Eric Blehm's emotionally-charged story of the life of Navy SEAL Adam Brown was drawn from conversations with Adam's wife, kids, parents, siblings, fellow Navy SEALs, and his Navy mentors. He was asked by Kelley Brown, Adam's wife, to write this book on her husband's behalf.
How do I even begin to sum this up? It's difficult.
Imagine a virtually unstoppable, formidable, intelligent man. Add a heart a mile wide, a tender and forgiving soul, a winning smile, and the hardcore training of a Navy SEAL. It seems like it doesn't all fit together, but it did, in Adam Brown. His story needed to be told, so that we could see that American heroes do still exist. And guess what? They can be awesome husbands and daddies.
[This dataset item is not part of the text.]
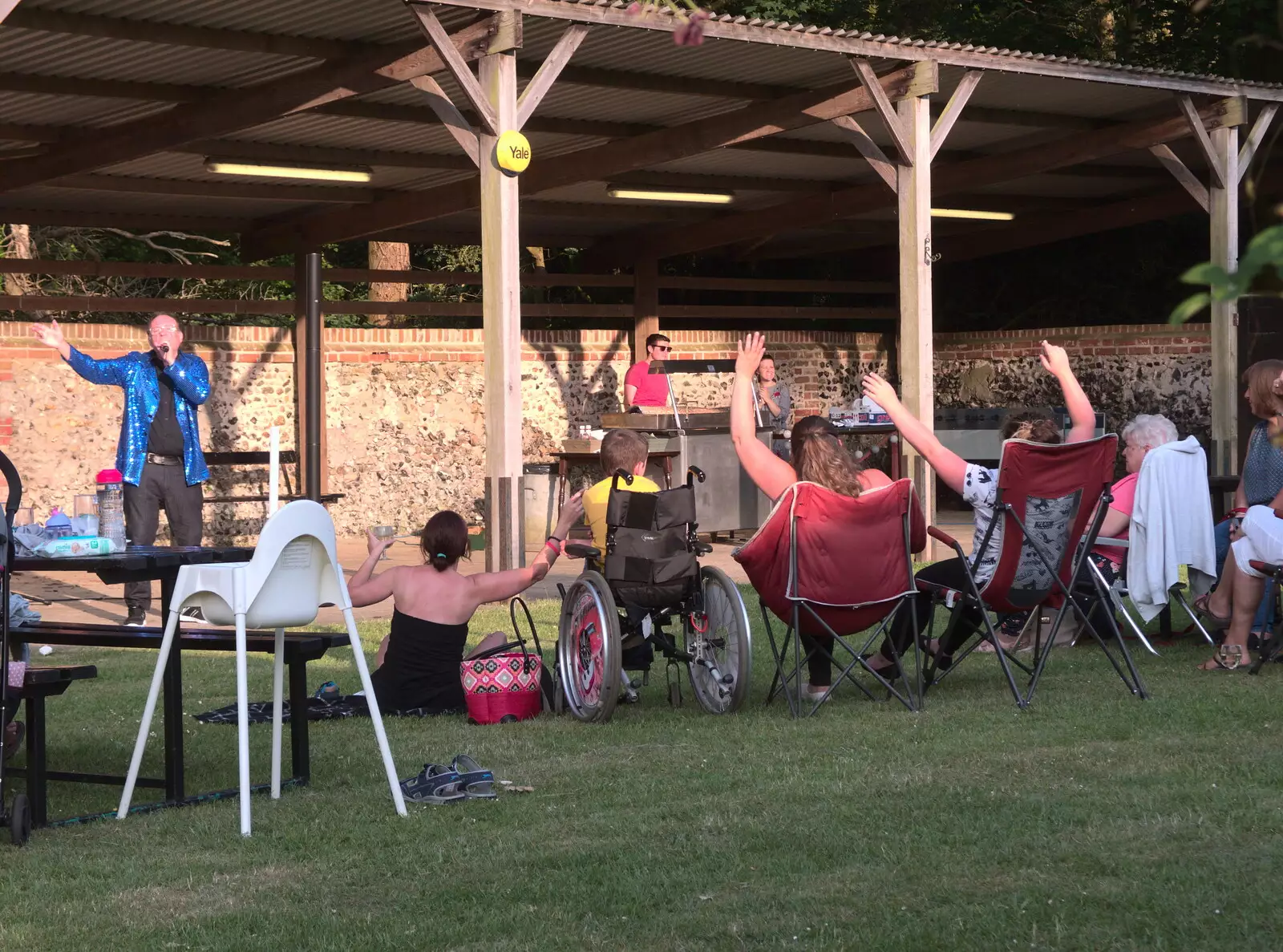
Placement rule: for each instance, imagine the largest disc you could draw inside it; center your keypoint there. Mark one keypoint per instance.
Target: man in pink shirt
(641, 387)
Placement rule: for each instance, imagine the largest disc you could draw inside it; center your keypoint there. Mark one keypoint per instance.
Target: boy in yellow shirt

For me, the book was as informative as it was inspirational. My brother is a Combat Controller in the Air Force. Part of his job is helping the Afghan nationals to stabilize their own country by training their police forces. Adam Brown did a lot of work in that same field, and maybe now I understand my brother's job a little bit better. By reading this book, I could see more clearly why America is fighting in Afghanistan. (I'm still against war and I don't want the U.S. spread so thinly around the globe, but my perspective on the Afghan conflict changed quite a bit.)
This book was riveting for me, for many reasons, and I came away from it feeling as though Adam's life was not wasted. Not one little bit. As I see it, Adam Brown was the best p.r. asset the U.S. - and the Navy SEALs - could ever have. His work and his life impacted others in ways we will never be able to measure.